You applied, interviewed and accepted for a reason. So don’t be cruel to yourself and start questioning your actions. Keep your thoughts positive and those doubts will soon turn back to excitement!
MAKING AN IMPRESSION
You’ve already made a good impression at your interview, so continue to do so when meeting the rest of your new colleagues. The morale of every team is different, so take some time to understand the people you’ll be working with and around.
Your new colleagues have all experienced a first day before. They understand it’s unnerving, so don’t worry if you’re feeling shy or quiet. Being overconfident and boisterous is a certain way to make a bad impression.
Just focus on being professional and respectful – no one will judge you for this.
Even for new starters, who have worked in a similar job or industry before, there is always a lot to learn when joining a new company.
Your first week, or sometimes month, can be full of endless inductions and training, rather than doing the typical duties your role requires. While your new co-workers carry on with business as usual, new starters can sometimes feel a bit useless or a “bit of a lemon”.
It really is temporary. You’re taking in a lot more information than you realise, and your manager and colleagues know this. So don’t be frustrated by making a few mistakes or taking baby steps.
This can be something new starters really struggle with. People want to appear experienced and are concerned that asking too many questions will make them appear the opposite.
Any decent employer or colleague will encourage you to ask as many questions as you need. Every company has a different way of doing things, so you won’t be expected to know everything.

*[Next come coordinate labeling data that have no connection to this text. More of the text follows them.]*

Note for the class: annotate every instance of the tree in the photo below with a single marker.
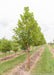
(15, 47)
(26, 32)
(5, 45)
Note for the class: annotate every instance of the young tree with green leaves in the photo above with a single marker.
(15, 47)
(27, 31)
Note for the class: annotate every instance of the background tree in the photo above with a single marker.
(27, 31)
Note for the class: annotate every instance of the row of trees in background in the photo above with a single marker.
(27, 32)
(8, 45)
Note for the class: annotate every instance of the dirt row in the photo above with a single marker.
(51, 49)
(22, 69)
(10, 57)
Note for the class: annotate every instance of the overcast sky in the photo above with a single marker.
(10, 11)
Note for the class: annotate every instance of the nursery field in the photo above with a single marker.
(45, 66)
(7, 65)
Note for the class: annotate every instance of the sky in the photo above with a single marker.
(43, 11)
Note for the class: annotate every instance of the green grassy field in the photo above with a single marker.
(7, 65)
(3, 55)
(46, 64)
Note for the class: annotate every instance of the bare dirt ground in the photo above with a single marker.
(51, 49)
(22, 69)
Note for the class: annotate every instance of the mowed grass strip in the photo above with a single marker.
(7, 65)
(3, 55)
(46, 64)
(52, 46)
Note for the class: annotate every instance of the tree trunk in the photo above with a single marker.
(28, 65)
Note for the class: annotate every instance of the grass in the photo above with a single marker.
(3, 55)
(7, 65)
(46, 65)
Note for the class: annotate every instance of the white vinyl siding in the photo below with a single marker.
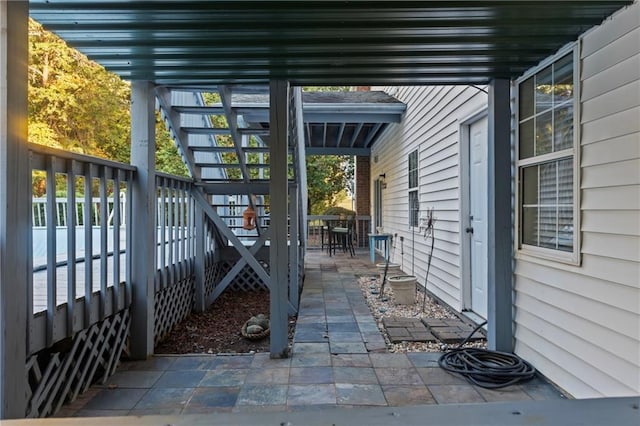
(580, 325)
(414, 199)
(431, 126)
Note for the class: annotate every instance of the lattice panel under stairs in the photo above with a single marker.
(172, 305)
(246, 280)
(59, 374)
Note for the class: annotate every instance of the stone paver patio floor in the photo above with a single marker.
(339, 359)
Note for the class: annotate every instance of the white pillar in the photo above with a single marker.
(15, 215)
(500, 223)
(279, 199)
(199, 264)
(143, 256)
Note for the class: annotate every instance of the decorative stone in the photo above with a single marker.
(254, 329)
(404, 289)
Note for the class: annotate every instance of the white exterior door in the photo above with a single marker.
(477, 229)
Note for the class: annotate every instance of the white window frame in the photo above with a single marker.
(413, 189)
(524, 250)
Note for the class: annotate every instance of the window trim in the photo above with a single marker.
(530, 251)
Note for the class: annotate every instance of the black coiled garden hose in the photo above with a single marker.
(485, 368)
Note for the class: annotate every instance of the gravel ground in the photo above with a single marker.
(218, 329)
(386, 308)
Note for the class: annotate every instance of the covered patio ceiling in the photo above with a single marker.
(365, 42)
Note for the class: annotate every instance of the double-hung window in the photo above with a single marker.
(414, 203)
(547, 166)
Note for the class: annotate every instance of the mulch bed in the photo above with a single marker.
(218, 330)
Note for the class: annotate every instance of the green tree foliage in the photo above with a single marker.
(77, 105)
(328, 177)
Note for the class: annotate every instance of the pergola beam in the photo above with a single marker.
(181, 137)
(279, 191)
(15, 217)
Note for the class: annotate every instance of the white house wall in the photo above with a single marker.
(432, 126)
(580, 325)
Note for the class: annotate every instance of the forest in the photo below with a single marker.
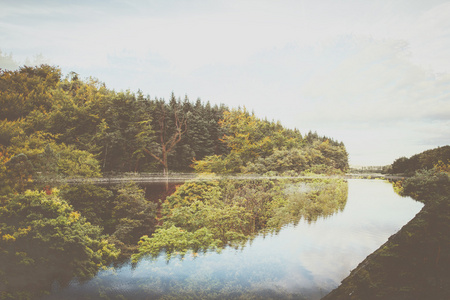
(55, 127)
(428, 159)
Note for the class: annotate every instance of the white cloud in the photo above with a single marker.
(335, 67)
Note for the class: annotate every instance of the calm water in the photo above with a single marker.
(302, 261)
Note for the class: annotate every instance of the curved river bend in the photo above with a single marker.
(303, 261)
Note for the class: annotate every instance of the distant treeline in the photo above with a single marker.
(425, 160)
(50, 124)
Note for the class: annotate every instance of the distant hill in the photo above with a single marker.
(425, 160)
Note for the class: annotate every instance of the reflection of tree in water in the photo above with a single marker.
(207, 215)
(43, 239)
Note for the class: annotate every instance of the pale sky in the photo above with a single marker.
(373, 74)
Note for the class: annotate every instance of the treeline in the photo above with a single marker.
(415, 262)
(425, 160)
(55, 126)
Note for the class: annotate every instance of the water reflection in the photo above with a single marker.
(303, 260)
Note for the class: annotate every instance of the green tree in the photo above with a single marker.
(43, 239)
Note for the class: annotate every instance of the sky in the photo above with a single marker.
(373, 74)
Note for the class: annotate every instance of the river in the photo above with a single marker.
(302, 261)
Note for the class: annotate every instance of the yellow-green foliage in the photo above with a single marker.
(211, 214)
(43, 237)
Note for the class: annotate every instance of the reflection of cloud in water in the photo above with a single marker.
(308, 258)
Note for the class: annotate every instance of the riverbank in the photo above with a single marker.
(413, 264)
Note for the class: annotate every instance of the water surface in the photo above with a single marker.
(306, 260)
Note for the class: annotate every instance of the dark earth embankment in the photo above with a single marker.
(413, 264)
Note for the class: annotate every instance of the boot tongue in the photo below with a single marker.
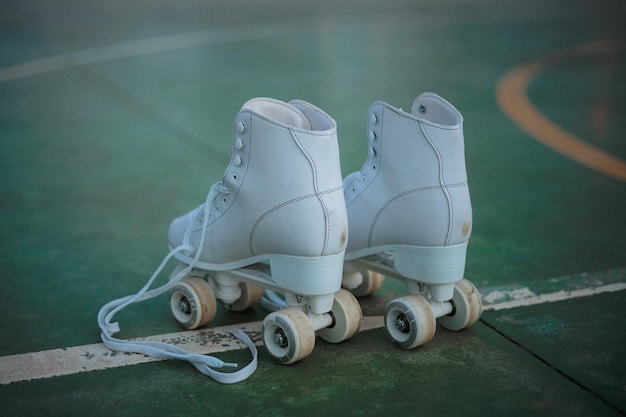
(279, 111)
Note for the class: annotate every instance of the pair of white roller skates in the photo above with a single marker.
(280, 217)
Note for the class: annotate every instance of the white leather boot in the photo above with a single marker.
(280, 202)
(409, 208)
(277, 220)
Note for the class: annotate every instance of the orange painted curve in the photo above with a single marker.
(511, 94)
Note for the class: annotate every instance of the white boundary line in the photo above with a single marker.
(88, 358)
(555, 296)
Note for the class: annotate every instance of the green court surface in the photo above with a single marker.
(117, 116)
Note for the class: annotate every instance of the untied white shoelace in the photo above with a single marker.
(204, 363)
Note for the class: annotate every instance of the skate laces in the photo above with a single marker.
(203, 363)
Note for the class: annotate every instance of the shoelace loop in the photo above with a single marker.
(204, 363)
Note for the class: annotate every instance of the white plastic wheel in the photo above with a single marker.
(372, 281)
(410, 321)
(467, 307)
(250, 296)
(347, 318)
(193, 303)
(288, 335)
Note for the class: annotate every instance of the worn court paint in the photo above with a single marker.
(512, 98)
(88, 358)
(527, 298)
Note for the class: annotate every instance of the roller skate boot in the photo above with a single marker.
(410, 217)
(276, 221)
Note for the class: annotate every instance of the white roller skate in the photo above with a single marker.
(277, 220)
(410, 217)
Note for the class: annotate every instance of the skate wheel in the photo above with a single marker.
(347, 317)
(193, 303)
(372, 281)
(467, 307)
(288, 335)
(410, 321)
(250, 296)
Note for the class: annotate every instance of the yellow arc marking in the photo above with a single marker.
(512, 98)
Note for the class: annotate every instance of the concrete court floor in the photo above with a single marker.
(117, 116)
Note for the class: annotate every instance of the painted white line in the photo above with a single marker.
(88, 358)
(532, 299)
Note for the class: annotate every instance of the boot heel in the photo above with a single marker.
(306, 275)
(431, 265)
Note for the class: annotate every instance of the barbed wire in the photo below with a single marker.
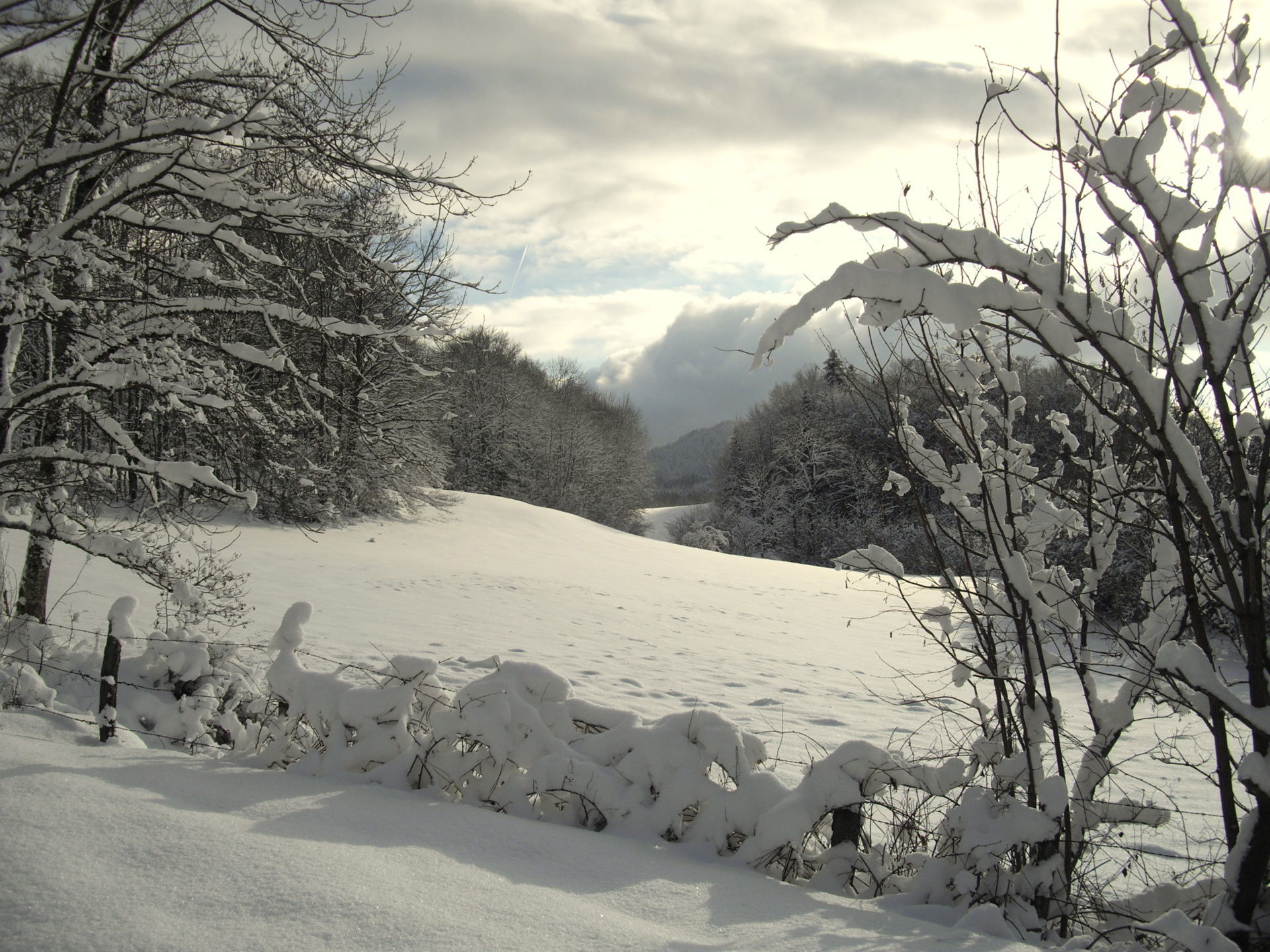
(97, 724)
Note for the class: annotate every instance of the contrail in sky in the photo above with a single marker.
(519, 270)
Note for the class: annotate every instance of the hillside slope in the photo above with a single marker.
(124, 847)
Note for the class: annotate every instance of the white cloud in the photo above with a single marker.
(667, 138)
(587, 327)
(697, 374)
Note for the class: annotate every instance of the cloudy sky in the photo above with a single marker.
(659, 140)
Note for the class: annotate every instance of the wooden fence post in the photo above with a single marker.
(108, 695)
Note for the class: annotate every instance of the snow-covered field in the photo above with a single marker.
(126, 848)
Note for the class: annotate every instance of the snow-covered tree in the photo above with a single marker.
(1147, 290)
(173, 205)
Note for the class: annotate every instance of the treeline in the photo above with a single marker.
(686, 470)
(542, 433)
(810, 473)
(222, 284)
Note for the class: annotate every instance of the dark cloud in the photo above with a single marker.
(492, 71)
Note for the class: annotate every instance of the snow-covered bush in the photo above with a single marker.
(1147, 292)
(177, 686)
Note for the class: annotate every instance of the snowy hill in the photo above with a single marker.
(187, 852)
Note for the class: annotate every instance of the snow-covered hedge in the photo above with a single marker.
(519, 740)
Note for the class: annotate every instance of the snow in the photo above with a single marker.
(662, 517)
(200, 855)
(190, 850)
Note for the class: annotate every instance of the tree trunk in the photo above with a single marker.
(33, 589)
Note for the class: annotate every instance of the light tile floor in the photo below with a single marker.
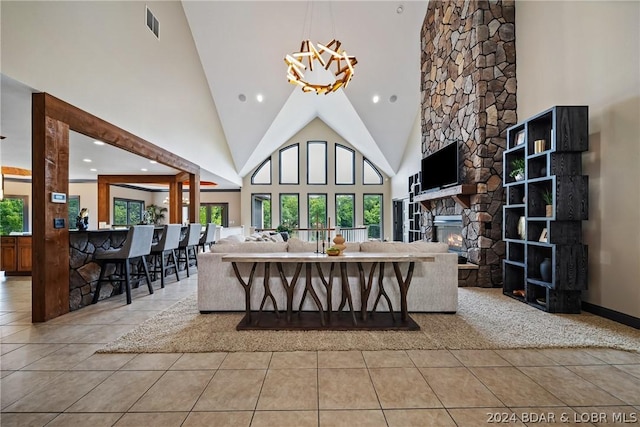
(50, 375)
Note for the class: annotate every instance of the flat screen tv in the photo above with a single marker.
(440, 169)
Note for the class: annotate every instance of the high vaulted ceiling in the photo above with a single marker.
(242, 45)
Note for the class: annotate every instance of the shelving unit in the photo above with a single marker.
(530, 235)
(415, 211)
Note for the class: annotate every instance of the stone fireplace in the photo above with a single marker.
(448, 229)
(469, 96)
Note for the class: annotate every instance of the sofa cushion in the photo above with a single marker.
(297, 245)
(421, 247)
(250, 247)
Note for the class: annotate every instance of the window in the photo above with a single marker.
(345, 210)
(73, 205)
(127, 212)
(345, 165)
(14, 214)
(372, 214)
(317, 162)
(261, 211)
(262, 175)
(289, 165)
(289, 210)
(214, 212)
(317, 215)
(370, 173)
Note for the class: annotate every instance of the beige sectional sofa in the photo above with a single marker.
(434, 287)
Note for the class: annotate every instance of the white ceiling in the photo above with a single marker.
(256, 35)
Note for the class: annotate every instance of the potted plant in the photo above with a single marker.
(517, 169)
(547, 196)
(155, 214)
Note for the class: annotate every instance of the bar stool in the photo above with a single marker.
(209, 236)
(136, 245)
(167, 245)
(189, 243)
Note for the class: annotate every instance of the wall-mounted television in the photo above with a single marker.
(441, 168)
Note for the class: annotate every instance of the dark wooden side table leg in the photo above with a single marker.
(382, 293)
(404, 288)
(312, 292)
(365, 288)
(328, 285)
(247, 289)
(346, 292)
(267, 293)
(289, 287)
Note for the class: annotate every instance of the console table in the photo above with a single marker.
(360, 318)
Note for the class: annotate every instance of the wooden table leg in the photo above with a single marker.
(267, 293)
(346, 292)
(404, 288)
(247, 289)
(289, 287)
(382, 292)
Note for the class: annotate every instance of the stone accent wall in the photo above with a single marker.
(469, 96)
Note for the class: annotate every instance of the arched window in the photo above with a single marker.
(370, 175)
(345, 165)
(262, 175)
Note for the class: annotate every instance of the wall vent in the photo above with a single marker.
(153, 24)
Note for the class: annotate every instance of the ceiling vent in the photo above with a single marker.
(153, 24)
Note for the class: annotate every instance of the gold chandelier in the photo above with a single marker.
(342, 66)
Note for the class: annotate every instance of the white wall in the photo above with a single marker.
(101, 57)
(317, 130)
(411, 162)
(588, 53)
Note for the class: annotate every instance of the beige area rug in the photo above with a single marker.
(486, 319)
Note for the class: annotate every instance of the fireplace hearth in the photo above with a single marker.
(448, 229)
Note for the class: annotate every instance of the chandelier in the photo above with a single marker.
(329, 56)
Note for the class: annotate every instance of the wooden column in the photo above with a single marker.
(104, 196)
(50, 164)
(194, 197)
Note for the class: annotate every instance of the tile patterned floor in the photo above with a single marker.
(50, 376)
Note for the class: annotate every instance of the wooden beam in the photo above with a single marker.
(94, 127)
(50, 259)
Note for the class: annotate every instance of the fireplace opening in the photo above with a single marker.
(448, 229)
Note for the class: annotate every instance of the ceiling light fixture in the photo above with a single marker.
(342, 66)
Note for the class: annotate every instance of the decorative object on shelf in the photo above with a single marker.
(82, 220)
(308, 52)
(547, 196)
(519, 293)
(338, 243)
(545, 270)
(543, 236)
(522, 228)
(517, 171)
(539, 146)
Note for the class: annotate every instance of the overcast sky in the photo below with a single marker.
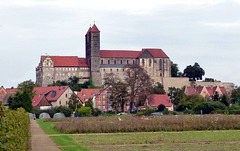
(189, 31)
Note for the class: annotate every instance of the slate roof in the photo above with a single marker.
(88, 93)
(66, 61)
(119, 54)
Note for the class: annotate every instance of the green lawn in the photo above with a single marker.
(146, 141)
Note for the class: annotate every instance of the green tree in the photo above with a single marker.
(189, 102)
(158, 89)
(194, 72)
(85, 111)
(118, 90)
(21, 99)
(235, 97)
(161, 107)
(74, 102)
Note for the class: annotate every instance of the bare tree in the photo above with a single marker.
(139, 82)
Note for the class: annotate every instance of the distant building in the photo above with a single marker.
(158, 99)
(99, 62)
(206, 92)
(100, 97)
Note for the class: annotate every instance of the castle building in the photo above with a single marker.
(99, 62)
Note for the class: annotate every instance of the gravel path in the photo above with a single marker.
(40, 141)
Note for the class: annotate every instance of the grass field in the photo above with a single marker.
(146, 141)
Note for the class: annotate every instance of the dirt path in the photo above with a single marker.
(40, 141)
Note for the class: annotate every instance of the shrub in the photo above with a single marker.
(149, 110)
(97, 112)
(84, 111)
(165, 111)
(14, 129)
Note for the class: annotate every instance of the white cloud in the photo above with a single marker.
(235, 24)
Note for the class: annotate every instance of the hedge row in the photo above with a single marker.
(14, 129)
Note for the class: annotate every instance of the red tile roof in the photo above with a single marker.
(190, 91)
(158, 99)
(67, 61)
(156, 53)
(11, 90)
(94, 29)
(87, 93)
(119, 54)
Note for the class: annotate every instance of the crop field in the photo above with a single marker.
(146, 141)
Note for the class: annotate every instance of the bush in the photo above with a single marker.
(14, 129)
(97, 112)
(84, 111)
(208, 107)
(149, 110)
(165, 111)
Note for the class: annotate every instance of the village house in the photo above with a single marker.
(156, 99)
(100, 97)
(206, 92)
(97, 63)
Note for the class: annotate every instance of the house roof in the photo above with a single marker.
(87, 93)
(158, 99)
(191, 90)
(156, 53)
(119, 54)
(67, 61)
(11, 90)
(94, 29)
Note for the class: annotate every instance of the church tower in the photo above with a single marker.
(93, 54)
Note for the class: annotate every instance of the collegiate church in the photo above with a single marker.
(99, 62)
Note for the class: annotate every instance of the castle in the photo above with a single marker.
(99, 62)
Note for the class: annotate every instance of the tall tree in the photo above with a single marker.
(139, 82)
(175, 70)
(194, 72)
(158, 89)
(118, 95)
(74, 102)
(23, 97)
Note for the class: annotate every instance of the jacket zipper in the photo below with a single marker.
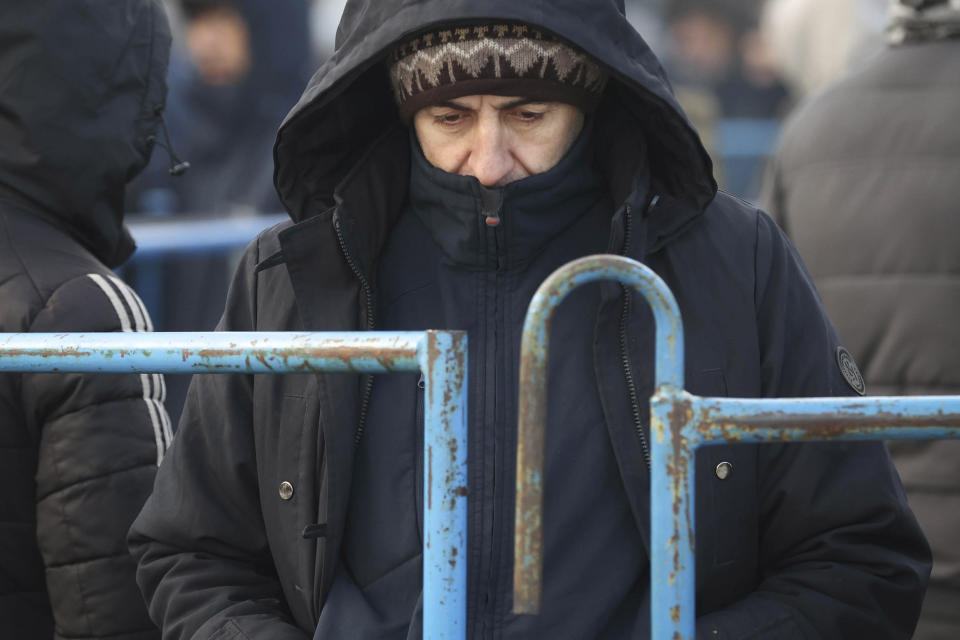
(491, 211)
(625, 350)
(368, 296)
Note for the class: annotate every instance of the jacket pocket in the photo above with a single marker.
(722, 475)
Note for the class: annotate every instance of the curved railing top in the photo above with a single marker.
(534, 351)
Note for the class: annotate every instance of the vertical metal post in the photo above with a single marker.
(443, 360)
(672, 515)
(534, 351)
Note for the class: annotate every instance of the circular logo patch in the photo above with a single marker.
(850, 371)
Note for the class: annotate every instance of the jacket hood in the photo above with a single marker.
(349, 102)
(82, 87)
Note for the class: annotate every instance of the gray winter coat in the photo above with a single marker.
(867, 184)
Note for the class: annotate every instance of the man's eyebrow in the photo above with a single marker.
(450, 104)
(519, 103)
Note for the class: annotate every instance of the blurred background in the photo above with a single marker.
(738, 67)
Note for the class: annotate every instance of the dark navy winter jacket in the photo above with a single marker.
(801, 541)
(82, 85)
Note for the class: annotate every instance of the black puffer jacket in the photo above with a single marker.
(80, 85)
(802, 541)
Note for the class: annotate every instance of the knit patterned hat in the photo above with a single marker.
(505, 59)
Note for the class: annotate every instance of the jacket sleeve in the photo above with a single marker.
(205, 566)
(100, 438)
(841, 555)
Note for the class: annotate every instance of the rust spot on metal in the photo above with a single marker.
(678, 471)
(784, 426)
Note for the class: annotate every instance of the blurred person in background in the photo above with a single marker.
(239, 66)
(82, 86)
(866, 182)
(724, 75)
(817, 41)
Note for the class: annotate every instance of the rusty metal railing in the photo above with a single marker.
(440, 355)
(680, 423)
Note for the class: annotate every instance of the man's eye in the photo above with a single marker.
(449, 119)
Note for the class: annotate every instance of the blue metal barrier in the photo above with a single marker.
(679, 424)
(160, 236)
(440, 355)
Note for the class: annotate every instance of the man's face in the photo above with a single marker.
(219, 45)
(497, 139)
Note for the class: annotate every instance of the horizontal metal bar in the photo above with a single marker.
(156, 236)
(211, 352)
(724, 420)
(681, 422)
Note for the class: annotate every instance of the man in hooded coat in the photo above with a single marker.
(291, 505)
(82, 86)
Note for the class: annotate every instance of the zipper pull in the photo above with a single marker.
(491, 204)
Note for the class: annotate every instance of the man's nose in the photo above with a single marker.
(490, 158)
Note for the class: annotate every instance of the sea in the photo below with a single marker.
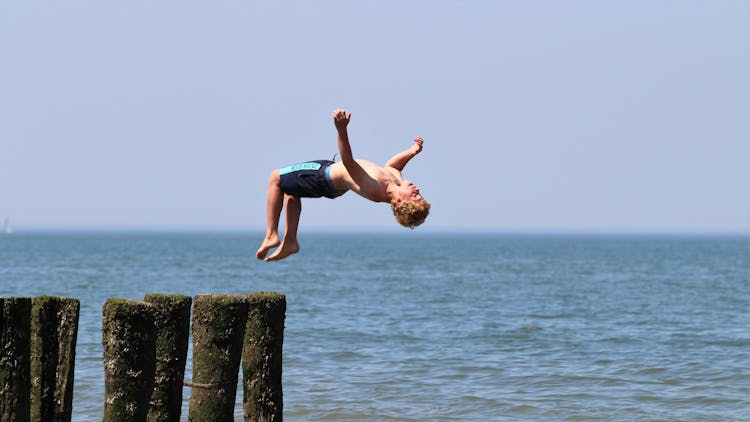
(442, 326)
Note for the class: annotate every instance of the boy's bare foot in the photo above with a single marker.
(286, 249)
(268, 243)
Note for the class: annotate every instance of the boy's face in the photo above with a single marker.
(408, 192)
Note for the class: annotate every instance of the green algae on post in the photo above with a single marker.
(218, 328)
(261, 357)
(172, 334)
(129, 340)
(15, 329)
(54, 330)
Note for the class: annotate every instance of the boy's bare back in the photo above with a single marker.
(380, 178)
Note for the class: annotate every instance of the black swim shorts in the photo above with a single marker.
(310, 179)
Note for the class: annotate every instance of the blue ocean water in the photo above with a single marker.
(443, 326)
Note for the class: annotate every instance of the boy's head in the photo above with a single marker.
(408, 205)
(410, 212)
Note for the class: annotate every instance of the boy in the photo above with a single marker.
(286, 187)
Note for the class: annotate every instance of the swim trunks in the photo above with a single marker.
(310, 179)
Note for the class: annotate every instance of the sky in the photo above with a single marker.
(538, 116)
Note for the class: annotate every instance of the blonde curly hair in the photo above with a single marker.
(410, 213)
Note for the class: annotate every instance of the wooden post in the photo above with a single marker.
(261, 357)
(54, 330)
(218, 329)
(172, 333)
(129, 340)
(15, 341)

And sometimes it may be a silly question! That’s okay too. You’re being overwhelmed with information, and while you’re settling in, it’s always best to check if you’re unsure.
ADAPTING & COMPROMISING
Although your job and duties may be the same, at a new company you may be expected to work in a different way.
This may include matters like your time management and schedule, work and performance reviews or IT procedures. Going back to MAKING AN IMPRESSION, it is important to be respectful of how your new company runs things, even if it’s different from what you’re used to. AND even if you think your way is better!
Once you’ve proven to be a hard and reliable worker, you can start to suggest new innovations and share your preferences on how you work best.
GIVING IT TIME
Of course, not every new starter wants to join a different company. Reasons for having to leave a company you enjoyed working for may include reasons like; redundancy, a temporary contract, relocation, a reduction in hours or family commitments.
This is a really difficult thing to experience and makes this transition even harder. In addition to feeling some or all of the above, you deeply miss your old company.
In this case, focus on the positives. Embrace the change and the opportunity to learn new things, meet new people and develop. The first few weeks at a new company are disorientating.
Before you know it, you’ll be settled in a routine, remembering everyone’s name and helping the next “new person”!